Lewakom od razu wyjaśniam, że roszczenia Państw się nie przedawniają. W 2010 Niemcy właśnie zakończyli wypłacanie roszczeń za I Wojnę Światową, Żydom za II Wojnę Światową 75 miliardów USD, Japonia wypłaciła za II WŚ 912 miliardów USD, a Irak za wojnę 1990-1991 z Kuwejtem 70 miliardów USD.

No i o takiej drobnostce nasi kochani politycy zapomnieli? Od razu wyjaśnię że cały czas mówimy o reparacjach dla Państwa, a nie o odszkodowaniach dla osób indywidualnych za np. pracę niewolniczą czy przymusową! Cały czas piszę o reparacjach dla Kraju, dla samorządów, przedsiębiorstw, fundacji i innych podmiotów prawnych. Podkreślam to, bo zaraz ktoś się przyczepi.

Nie jesteśmy osamotnieni w tej walce, o to samo walczą też Włochy czy Grecja (tu roszczenie jest wyliczone i z tego co wiem akceptowalne, SPD już orzekło, ze „nieuniknione”, to 200 miliardów USD!!!).

A i ciekawostka jest, ze roszczenia greckie ma pełne wsparcie ludności żydowskiej.

Czy i my nie możemy się do tej batalii przyłączyć. Tu nadmienię o 65 miliardach USD których ciągle domagają się od nas (!) Żydzi za to co utracili w Polsce.

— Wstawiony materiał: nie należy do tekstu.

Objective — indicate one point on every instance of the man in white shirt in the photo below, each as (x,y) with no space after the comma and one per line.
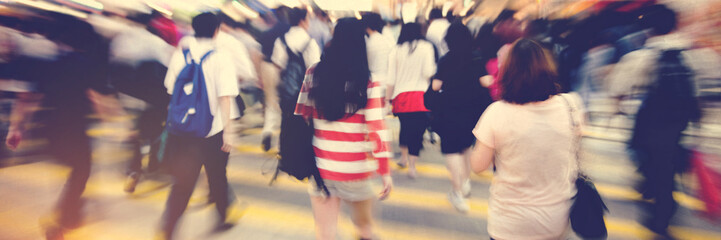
(299,43)
(377,46)
(186,155)
(437,31)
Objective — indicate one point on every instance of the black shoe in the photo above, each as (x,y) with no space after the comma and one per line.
(266,142)
(132,182)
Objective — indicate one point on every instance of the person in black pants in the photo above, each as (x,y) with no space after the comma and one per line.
(70,87)
(186,151)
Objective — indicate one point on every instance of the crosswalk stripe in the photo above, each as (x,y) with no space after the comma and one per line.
(400,197)
(439,171)
(479,207)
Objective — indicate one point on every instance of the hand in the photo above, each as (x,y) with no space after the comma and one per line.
(387,186)
(13,139)
(227,141)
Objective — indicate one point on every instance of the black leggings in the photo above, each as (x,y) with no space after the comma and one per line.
(413,125)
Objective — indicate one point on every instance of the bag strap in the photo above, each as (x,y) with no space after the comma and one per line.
(576,131)
(202,59)
(290,52)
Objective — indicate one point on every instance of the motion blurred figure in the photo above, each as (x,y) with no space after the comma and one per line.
(71,87)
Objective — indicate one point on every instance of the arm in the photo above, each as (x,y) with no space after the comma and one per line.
(225,116)
(227,89)
(379,135)
(21,113)
(481,157)
(437,84)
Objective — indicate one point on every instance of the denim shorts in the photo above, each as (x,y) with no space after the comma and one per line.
(353,191)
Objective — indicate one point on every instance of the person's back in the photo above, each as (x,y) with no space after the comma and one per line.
(413,66)
(437,31)
(529,139)
(192,143)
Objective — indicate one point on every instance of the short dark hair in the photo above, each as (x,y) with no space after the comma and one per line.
(409,33)
(373,21)
(528,74)
(205,25)
(436,13)
(660,19)
(459,38)
(296,16)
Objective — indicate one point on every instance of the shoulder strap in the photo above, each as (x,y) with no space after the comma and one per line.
(206,55)
(576,130)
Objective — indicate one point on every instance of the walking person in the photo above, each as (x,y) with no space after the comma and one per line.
(293,53)
(188,152)
(461,102)
(346,110)
(412,64)
(70,87)
(666,69)
(528,138)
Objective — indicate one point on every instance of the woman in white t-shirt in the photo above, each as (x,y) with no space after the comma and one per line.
(527,137)
(412,64)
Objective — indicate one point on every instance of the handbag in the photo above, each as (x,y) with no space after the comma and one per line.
(588,207)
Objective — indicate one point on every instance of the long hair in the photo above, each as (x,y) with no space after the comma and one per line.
(528,74)
(340,80)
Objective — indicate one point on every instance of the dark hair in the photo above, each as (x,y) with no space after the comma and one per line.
(205,25)
(73,32)
(409,33)
(436,13)
(296,16)
(340,80)
(459,38)
(660,19)
(528,74)
(373,21)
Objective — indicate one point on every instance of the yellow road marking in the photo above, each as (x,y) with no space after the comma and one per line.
(432,170)
(420,199)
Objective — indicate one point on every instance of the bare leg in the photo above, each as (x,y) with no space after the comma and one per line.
(456,166)
(325,213)
(362,215)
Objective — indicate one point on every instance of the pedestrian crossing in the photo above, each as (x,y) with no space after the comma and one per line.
(263,217)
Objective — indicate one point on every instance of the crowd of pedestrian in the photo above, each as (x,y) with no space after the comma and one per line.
(495,92)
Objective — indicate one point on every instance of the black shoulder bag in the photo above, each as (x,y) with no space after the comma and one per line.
(588,207)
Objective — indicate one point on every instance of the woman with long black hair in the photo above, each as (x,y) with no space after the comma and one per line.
(462,101)
(346,108)
(412,64)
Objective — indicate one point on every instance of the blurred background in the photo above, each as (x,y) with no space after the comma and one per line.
(126,45)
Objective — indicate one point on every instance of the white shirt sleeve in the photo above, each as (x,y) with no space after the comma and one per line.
(484,130)
(311,55)
(429,63)
(177,62)
(226,83)
(392,68)
(279,56)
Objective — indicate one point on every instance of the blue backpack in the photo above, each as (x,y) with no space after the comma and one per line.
(189,113)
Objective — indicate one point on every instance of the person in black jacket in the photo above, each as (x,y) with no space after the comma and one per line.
(460,103)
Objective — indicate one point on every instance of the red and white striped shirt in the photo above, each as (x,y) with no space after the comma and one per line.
(342,147)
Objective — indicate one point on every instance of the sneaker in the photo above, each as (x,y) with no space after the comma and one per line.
(266,142)
(466,188)
(412,173)
(459,202)
(131,182)
(235,212)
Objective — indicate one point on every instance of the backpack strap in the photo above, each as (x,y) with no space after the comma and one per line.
(206,55)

No to do jasnej cholery (wybaczcie przekleństwo) z pewnością możemy się dogadać, zyskać ich wsparcie i z kwoty zapewne przekraczającej grubo ponad 700 miliardów USD (przeliczcie jaki to % z ogólnej kwoty realnego roszczenia) „odpalić” za „pośrednictwo”.

Oczywiście wszystko z godnie z międzynarodowym prawem, po negocjacjach, tak z Niemcami jak i Żydami, negocjacjach pełnych szacunku i dobrej woli, ale stanowczych i broniących interesu Polski, które powinny raz na zawsze zamknąć wzajemne opluwanie się i „antysemityzm”, abyśmy znowu byli braćmi z Żydami jak w czasach II RP.

 

Siedząc myślę, rozwagę czynię, akcja rzecz ciężka, to nie sprawa prosta, jest skomplikowana gdy jej trzeba sprostać.